Conservation of momentum and skaters

A very good example of the conservation of momentum in an 'explosion' is given by a pair of skaters. They stand facing each other and push themselves apart, the same force acts on each skater. If their masses are equal they both recoil with the same (but opposite) velocity.



Let the mass of the girl and her twin sister be m and their velocities after separation be v₁ and v₂.
Momentum before separation = 0
Momentum after impact = mv₁ + mv₂
By the law of conservation of momentum:
Momentum before they push apart = 0 = momentum after they push apart = mv₁ + mv₂
Therefore: 0 = mv₁ + mv₂ and so mv₁ = - mv₂ v₁ = - v₂

However if they are of unequal mass the person with the greater mass will move off much more slowly after the initial push.
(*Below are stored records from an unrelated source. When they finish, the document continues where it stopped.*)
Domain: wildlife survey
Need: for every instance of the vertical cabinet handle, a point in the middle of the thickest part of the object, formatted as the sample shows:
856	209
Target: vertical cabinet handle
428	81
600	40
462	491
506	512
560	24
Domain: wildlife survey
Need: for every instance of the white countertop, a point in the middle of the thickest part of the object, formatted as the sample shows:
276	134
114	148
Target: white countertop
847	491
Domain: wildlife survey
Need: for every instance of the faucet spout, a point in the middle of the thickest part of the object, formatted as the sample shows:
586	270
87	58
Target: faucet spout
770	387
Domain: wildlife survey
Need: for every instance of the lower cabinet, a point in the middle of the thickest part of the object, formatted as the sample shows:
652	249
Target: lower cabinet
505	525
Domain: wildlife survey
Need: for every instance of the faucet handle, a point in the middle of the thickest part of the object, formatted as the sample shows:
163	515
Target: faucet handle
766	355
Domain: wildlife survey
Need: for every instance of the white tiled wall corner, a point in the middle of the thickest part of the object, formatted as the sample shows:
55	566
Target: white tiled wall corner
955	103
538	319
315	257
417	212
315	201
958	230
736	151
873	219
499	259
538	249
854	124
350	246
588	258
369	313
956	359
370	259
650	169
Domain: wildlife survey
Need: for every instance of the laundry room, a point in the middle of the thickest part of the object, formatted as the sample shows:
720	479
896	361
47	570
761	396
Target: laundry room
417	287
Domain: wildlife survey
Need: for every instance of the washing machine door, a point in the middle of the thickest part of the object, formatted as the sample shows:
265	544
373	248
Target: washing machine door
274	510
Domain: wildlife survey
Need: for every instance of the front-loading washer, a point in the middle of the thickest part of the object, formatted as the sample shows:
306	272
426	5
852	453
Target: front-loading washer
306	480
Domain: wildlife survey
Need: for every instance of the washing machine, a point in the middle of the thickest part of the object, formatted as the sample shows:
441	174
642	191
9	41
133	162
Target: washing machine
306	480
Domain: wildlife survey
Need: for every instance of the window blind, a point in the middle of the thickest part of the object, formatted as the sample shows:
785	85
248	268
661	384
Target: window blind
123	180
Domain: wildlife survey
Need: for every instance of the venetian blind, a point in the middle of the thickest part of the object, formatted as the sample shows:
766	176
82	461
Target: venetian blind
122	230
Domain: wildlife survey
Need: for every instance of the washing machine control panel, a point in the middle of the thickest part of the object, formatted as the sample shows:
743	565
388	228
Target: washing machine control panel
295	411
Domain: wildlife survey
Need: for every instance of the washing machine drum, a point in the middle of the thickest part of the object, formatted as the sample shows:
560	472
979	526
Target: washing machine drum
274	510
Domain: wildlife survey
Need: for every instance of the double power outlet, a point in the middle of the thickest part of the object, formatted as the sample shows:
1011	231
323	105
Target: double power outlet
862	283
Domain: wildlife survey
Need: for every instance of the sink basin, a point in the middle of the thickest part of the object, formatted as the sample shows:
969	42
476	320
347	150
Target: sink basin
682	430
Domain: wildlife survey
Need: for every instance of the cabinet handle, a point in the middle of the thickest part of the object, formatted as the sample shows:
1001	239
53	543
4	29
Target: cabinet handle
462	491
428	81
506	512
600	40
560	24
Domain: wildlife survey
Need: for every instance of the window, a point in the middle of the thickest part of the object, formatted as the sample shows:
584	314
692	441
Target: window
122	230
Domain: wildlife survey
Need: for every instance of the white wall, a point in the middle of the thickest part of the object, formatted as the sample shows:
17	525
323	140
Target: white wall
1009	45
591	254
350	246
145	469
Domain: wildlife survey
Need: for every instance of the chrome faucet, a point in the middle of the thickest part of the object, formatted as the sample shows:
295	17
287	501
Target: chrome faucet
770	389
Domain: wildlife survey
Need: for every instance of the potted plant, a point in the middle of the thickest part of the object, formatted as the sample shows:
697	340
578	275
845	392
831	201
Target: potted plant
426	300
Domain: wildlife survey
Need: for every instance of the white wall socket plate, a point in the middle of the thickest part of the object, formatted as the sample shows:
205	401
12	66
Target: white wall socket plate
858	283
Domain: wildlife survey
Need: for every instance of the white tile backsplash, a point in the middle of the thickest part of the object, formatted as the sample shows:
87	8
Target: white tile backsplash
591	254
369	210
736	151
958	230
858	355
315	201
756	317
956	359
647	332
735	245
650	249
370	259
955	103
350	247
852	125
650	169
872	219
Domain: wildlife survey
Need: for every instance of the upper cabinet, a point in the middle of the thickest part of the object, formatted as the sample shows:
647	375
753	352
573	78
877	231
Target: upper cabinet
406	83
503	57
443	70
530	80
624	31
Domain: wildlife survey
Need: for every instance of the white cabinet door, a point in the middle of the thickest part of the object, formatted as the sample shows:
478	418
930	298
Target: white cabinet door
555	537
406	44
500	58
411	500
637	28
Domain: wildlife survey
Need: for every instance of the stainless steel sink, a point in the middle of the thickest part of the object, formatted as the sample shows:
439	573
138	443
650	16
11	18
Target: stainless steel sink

Let the mass of the girl be m, the mass of the man M and their velocities after separation be v and V.
Momentum before separation = 0
Momentum after impact = mv₁ + MV
By the law of conservation of momentum:
Momentum before they push apart = 0 = momentum after they push apart = mv + MV
Therefore: 0 = mv + MV and so mv = - MV v = - [M/m]V

If the mass of the man is double that of the girl she will 'recoil' at twice his speed.